I : Bin in boozer avin bit o fun. Christmas, aint it?
THEY : No, not by a week it aint. You got mixed up in the dates, you ave. You better come along with us. Well look after yer.
I : Why shd I come along you?
THEY : Jest sos well look after you and make you comfortable. Youll get run over, rolling about like that.
I : Look. Boozer over there. Less go in ave drink.
THEY : Youve ad enough for one night, ole chap. You best come with us.
I : Where you takin me?
THEY : Jest somewhere as youll get a nice quiet kip with a clean sheet and two blankets and all.
I : Shall I get drink there?
THEY : Course you will. Got a boozer on the premises, we ave.
All this while they were leading me gently along the pavement. They had my arms in the grip (I forget what it is called) by which you can break a mans arm with one twist, but they were as gentle with me as though I had been a child. I was internally quite sober, and it amused me very much to see the cunning way in which they persuaded me along, never once disclosing the fact that we were making for the police station. This is, I suppose, the usual procedure with drunks.
When we got to the station (it was Bethnal Green, but I did not learn this till Monday) they dumped me in a chair & began emptying my pockets while the sergeant questioned me. I pretended, however, to be too drunk to give sensible answers, & he told them in disgust to take me off to the cells, which they did. The cell was about the same size as a Casual Ward cell (about 10 ft. by 5 ft. by 10 ft. high), but much cleaner & better appointed. It was made of white porcelain bricks, and was furnished with a W. C., a hot water pipe, a plank bed, a horsehair pillow and two blankets. There was a tiny barred window high up near the roof, and an electric bulb behind a guard of thick glass was kept burning all night. The door was steel, with the usual spy-hole and aperture for serving food through. The constables in searching me had taken away my money, matches, razor, and also my scarf this, I learned afterwards, because prisoners have been known to hang themselves on their scarves.
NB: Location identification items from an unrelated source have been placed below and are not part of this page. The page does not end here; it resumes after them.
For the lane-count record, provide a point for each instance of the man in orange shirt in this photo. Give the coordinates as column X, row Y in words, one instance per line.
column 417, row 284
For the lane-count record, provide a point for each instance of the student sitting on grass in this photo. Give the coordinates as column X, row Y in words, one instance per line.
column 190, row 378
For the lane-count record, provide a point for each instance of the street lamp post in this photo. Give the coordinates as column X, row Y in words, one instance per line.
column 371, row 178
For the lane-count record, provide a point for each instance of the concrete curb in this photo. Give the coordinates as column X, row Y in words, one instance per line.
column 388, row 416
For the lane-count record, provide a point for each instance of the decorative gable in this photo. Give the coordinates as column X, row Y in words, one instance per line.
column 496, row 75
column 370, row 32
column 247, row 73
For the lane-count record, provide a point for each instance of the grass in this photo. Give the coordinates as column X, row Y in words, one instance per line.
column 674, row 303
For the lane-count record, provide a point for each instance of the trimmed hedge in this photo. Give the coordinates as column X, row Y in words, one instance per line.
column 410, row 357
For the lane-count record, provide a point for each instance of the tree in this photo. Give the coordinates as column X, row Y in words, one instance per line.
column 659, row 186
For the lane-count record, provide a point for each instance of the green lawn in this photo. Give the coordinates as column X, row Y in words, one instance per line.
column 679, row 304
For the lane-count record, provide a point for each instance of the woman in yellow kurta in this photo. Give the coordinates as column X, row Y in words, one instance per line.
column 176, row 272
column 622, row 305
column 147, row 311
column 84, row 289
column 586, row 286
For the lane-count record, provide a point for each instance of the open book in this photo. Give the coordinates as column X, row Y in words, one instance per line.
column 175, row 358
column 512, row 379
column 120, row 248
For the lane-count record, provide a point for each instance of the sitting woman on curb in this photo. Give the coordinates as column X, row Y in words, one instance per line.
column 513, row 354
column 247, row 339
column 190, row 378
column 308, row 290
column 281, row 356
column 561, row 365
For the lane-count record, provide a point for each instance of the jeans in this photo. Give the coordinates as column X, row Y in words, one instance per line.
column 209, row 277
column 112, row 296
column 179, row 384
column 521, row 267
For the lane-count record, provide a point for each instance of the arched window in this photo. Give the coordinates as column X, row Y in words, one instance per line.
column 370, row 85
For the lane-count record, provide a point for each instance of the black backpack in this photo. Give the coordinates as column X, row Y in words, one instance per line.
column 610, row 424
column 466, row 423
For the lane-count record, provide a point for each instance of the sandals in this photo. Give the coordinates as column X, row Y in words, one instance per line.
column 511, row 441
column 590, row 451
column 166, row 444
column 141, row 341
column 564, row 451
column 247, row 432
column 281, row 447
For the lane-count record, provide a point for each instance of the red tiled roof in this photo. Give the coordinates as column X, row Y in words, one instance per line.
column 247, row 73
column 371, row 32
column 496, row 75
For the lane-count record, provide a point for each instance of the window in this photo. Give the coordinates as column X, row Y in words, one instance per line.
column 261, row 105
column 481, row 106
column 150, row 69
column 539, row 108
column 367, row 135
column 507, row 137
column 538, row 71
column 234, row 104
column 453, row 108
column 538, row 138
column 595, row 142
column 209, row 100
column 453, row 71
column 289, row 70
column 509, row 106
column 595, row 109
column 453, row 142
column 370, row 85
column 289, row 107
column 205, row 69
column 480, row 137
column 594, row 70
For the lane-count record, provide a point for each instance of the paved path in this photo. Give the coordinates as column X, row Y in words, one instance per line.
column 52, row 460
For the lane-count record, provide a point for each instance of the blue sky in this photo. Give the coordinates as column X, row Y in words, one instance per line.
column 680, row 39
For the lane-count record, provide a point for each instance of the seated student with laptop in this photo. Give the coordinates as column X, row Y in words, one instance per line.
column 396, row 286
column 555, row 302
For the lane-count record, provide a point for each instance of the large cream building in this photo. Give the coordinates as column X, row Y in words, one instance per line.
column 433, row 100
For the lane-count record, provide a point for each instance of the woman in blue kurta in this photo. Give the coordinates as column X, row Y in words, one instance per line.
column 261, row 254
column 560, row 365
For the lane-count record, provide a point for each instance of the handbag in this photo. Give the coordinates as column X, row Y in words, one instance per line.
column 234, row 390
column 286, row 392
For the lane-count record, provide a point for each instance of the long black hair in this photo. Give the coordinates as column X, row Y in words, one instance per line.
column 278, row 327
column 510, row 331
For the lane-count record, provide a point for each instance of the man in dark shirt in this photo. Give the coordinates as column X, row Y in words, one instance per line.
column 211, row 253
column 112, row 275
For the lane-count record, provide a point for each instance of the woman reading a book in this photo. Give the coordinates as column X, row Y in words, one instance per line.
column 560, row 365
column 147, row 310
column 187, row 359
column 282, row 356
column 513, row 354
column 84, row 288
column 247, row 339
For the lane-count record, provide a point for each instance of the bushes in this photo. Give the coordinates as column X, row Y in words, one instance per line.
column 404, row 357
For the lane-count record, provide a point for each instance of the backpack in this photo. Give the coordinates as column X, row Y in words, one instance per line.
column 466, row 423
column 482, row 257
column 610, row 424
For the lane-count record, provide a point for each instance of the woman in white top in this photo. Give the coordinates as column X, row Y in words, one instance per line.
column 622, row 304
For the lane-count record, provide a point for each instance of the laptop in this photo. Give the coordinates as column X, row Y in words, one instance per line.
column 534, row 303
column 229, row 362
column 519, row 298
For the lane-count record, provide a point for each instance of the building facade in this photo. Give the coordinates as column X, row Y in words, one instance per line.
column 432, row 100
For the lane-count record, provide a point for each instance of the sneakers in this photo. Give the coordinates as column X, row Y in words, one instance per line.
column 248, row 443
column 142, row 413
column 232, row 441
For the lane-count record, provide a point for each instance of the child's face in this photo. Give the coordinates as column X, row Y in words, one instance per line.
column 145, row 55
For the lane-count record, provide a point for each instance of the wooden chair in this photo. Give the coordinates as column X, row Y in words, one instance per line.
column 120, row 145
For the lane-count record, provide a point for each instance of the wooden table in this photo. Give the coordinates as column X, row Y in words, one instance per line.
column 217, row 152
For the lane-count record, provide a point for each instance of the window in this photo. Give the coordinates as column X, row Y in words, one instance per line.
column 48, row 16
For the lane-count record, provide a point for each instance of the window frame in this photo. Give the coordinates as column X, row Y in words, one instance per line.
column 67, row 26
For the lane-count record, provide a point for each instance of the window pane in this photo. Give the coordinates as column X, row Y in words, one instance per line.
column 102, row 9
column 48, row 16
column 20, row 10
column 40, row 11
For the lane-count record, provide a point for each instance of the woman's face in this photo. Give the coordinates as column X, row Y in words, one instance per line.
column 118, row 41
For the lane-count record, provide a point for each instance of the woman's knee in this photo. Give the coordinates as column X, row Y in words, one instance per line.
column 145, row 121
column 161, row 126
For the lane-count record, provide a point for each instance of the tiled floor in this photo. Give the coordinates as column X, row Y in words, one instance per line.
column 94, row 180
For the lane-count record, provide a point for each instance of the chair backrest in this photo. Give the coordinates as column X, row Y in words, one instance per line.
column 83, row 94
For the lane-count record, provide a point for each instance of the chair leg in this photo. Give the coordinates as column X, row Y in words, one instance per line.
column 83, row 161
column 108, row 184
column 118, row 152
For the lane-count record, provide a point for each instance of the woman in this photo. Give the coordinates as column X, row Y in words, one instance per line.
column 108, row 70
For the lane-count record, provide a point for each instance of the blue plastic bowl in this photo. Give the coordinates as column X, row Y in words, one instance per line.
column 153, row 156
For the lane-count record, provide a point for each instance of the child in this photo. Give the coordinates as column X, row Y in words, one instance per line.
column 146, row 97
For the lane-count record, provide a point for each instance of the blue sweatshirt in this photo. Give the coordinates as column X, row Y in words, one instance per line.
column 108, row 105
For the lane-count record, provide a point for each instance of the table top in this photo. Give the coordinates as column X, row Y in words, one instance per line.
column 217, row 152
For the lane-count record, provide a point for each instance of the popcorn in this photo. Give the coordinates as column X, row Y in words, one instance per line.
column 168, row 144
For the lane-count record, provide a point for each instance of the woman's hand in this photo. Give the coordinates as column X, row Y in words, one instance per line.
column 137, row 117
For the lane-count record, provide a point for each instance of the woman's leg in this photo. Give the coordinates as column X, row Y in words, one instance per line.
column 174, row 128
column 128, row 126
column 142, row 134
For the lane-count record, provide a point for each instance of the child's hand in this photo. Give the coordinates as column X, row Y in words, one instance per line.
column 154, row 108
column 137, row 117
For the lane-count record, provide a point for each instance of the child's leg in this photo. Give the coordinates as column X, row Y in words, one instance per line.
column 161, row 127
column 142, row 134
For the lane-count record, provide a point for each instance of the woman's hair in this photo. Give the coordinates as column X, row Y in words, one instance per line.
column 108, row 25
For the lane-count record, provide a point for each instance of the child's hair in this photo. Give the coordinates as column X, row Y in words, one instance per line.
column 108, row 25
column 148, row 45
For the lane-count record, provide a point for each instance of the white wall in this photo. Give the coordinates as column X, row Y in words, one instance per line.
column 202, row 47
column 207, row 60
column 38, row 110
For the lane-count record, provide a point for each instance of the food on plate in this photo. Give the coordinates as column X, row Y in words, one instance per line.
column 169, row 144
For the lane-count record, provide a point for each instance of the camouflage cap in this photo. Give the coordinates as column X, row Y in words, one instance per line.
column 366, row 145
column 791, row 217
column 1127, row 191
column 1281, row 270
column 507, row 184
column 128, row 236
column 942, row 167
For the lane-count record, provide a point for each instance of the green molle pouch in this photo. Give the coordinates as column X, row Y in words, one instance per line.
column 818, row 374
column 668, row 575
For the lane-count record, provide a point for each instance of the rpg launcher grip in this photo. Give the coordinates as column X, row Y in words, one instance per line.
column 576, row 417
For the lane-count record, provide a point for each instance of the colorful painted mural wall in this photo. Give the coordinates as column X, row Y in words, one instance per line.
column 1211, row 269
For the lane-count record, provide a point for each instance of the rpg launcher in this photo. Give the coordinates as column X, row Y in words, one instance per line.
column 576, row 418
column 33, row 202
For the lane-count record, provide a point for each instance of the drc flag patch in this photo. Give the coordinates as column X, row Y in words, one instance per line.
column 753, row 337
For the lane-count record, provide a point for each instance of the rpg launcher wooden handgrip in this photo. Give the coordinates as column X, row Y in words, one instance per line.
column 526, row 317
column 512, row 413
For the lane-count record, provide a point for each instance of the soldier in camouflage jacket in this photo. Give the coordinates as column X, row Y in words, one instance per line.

There is very little to say about the next day and night, which were unutterably boring. I was horribly sick, sicker than I have ever been from a bout of drunkenness, no doubt from having an empty stomach. During Sunday I was given two meals of bread and marg. and tea (spike quality), and one of meat and potatoes this, I believe, owing to the kindness of the sergeants wife, for I think only bread and marg, is provided for prisoners in the lock-up. I was not allowed to shave, and there was only a little cold water to wash in. When the charge sheet was filled up I told the story I always tell, viz. that my name was Edward Burton, and my parents kept a cake-shop in Blythburgh, where I had been employed as a clerk in a drapers shop; that I had had the sack for drunkenness, and my parents, finally getting sick of my drunken habits, had turned me adrift. I added that I had been working as an outside porter at Billingsgate, and having unexpectedly knocked up six shillings on Saturday, had gone on the razzle. The police were quite kind, and read me lectures on drunkenness, with the usual stuff about seeing that I still had some good in me etc. etc. They offered to let me out on bail on my own recognizance, but I had no money and nowhere to go, so I elected to stay in custody. It was very dull, but I had my Yank Mag, and could get a smoke if I asked the constable on duty in the passage for a light prisoners are not allowed matches, of course.